Sometimes I feel like my life is a list of excuses. Why I'm not smart enough or strong enough or fast enough to reach my goals. Lately I've been feeling like that applies to my love life as well. Why I deserve to be with someone or can get hit on my a million guys but never get a title or why it's so easy for me to give up my wants when I'm in love, yet I can't give myself that same devotion.

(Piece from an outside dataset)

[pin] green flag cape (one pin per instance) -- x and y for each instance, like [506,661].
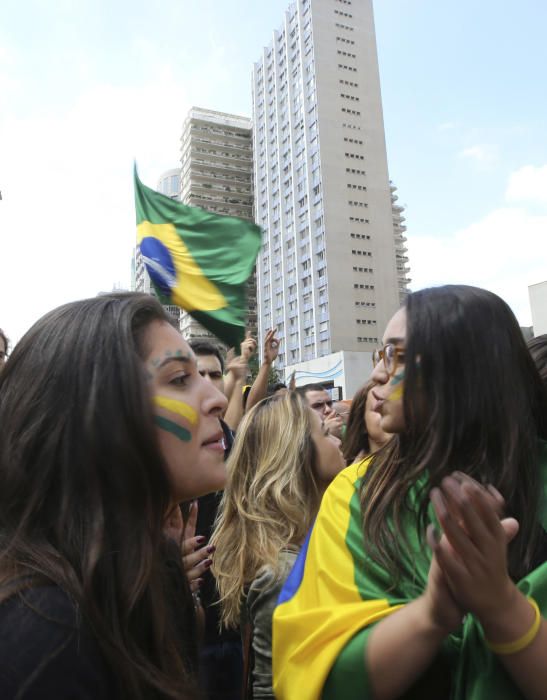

I was at my girlfriends house the other day listening to music when she pulled up Tori Kelly's r&b/pop ballad "Dear No One." I'm not one for run-of-the-mill love songs or the latest grind on me, whine on me verbal porn stuff, so this song struck me as she sang "So if you’re out there I swear to be good to you, But I’m done lookin’, for my future someone. Cause when the time is right you’ll be here, but for now dear no one, this is your love song."
My heart swelled.
In this new year, 2014, I know I'm meant to learn from 2013 mistakes and make myself a priority, but most of all I think I'm meant to learn that IT'S OK, to not be in love, lust or like with anyone. To use that same selfless ferver I apply in relationships to myself. To be selfish for once. To keep researching travel programs where I can Spanish and be too busy to text first and go out with my girlfriends and leave my phone at home.
It's time I stop making excuses for reasons why I should be with someone, and start making excuses why I have a lot more living to do before I should.